In October 1971, March 1972 and both April and November 1973, Konstanty Gutschow, born 1902 in Hamburg, was the first architect to capture the townscape of Newar cities with his pencil. Klaus Kunzman, born in 1942, followed in 1982. Both published their sketches in limited editions to be presented to a circle of friends – a widely practised custom among architects at the time. Horst von Bassewitz (born 1932), another architect from Germany, came to Nepal in 1990, rapidly scribbling down his impressions (as he himself described his sketching technique). Werner Durth (born 1949 in Mengeringhausen), likewise an architect from Germany who first came to Nepal in 1970, returned in 1988 and 1991 to capture the townscape of the Durbar Squares with his ballpen.
Leonhard Stramitz, an artist from Vienna (born in 1945) who first came to Kathmandu in 1970, transformed scale drawings of caityas into highly artistic graphics in the late 1980s. Two non-academic artists were fascinated by Nepal and left a large corpus of drawings and watercolours. Both of them were born in Asia and probably from the outset were dedicated to capturing the experience of the eye on paper. Lily Eversdijk Smulders (born 1903 on Java) came to Nepal three times between 1959 and 1961 to prepare over a hundred portraits mostly of Tibetan refugees, who came pouring into the Kathmandu Valley in 1962.

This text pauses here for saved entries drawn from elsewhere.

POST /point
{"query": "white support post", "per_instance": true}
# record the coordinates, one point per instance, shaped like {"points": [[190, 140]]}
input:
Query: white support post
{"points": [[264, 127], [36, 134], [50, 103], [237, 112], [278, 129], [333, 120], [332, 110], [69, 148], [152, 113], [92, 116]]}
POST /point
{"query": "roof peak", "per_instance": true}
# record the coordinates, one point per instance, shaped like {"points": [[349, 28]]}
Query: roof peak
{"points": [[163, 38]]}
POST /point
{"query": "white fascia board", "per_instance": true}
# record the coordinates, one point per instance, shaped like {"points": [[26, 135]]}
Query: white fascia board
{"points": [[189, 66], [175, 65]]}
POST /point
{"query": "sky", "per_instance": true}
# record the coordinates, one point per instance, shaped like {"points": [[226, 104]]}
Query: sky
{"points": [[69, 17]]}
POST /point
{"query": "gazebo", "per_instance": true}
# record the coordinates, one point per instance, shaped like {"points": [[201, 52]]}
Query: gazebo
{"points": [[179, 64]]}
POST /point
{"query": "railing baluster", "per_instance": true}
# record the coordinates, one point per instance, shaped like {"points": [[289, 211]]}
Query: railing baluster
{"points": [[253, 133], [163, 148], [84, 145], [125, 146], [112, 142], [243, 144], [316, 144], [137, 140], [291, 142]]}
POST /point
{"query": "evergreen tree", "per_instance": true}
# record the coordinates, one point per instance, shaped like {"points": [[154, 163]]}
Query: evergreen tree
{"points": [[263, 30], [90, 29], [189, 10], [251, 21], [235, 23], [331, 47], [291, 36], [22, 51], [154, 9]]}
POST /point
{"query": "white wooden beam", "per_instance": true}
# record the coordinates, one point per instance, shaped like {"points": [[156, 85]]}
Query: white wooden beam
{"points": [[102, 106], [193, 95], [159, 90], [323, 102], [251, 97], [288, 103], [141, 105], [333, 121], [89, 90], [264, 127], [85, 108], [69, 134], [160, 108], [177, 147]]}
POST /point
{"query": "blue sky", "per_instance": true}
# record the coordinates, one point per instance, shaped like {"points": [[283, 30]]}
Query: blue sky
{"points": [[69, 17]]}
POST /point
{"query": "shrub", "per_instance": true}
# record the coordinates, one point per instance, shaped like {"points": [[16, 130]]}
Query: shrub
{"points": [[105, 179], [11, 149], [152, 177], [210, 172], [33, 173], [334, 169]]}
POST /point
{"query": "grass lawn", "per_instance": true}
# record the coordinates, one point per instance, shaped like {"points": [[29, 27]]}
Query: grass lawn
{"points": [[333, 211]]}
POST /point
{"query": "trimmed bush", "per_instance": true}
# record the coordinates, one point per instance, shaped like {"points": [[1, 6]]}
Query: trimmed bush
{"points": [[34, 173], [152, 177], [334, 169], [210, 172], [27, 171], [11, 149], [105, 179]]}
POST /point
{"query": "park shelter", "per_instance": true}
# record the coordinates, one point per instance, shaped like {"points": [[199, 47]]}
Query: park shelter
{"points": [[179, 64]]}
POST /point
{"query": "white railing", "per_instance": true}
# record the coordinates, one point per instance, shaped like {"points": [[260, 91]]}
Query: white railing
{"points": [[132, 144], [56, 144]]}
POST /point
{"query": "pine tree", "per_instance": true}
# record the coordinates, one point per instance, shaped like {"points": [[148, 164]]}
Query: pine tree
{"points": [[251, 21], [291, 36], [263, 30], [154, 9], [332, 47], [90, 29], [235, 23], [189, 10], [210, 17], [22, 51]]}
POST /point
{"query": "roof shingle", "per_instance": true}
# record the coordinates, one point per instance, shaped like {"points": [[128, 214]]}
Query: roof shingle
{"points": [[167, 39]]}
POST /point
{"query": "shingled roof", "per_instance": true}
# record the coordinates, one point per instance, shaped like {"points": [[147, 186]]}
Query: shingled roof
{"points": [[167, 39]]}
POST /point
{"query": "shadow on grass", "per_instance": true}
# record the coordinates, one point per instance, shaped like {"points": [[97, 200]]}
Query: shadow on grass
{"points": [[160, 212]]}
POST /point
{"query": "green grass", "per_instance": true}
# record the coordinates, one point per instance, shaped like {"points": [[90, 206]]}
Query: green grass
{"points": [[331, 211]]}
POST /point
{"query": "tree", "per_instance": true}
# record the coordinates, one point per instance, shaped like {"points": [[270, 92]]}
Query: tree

Demond Doig (born 1920 in Calcutta) was not an architect but a journalist and designer. As such, he tremendously enjoyed sketching scenes from the urban environment, an activity he had engaged in ever since he first came to Nepal in 1954. At quite a different level, Rolf Klünter (born 1956 in Bürvenich near Cologne) spent some fifteen years in Kathmandu painting on Lokta paper and creating painted objects of terracotta or coloured paper. He came here first in 1988 and was associated with the Campus of Fine Arts as a lecturer for a period of six years. On a different level again, architect Wolfgang Rang (born 1949 in Essen), who has been coming to Nepal since 1986, started to paint “Red” on Lokta paper as of 1990.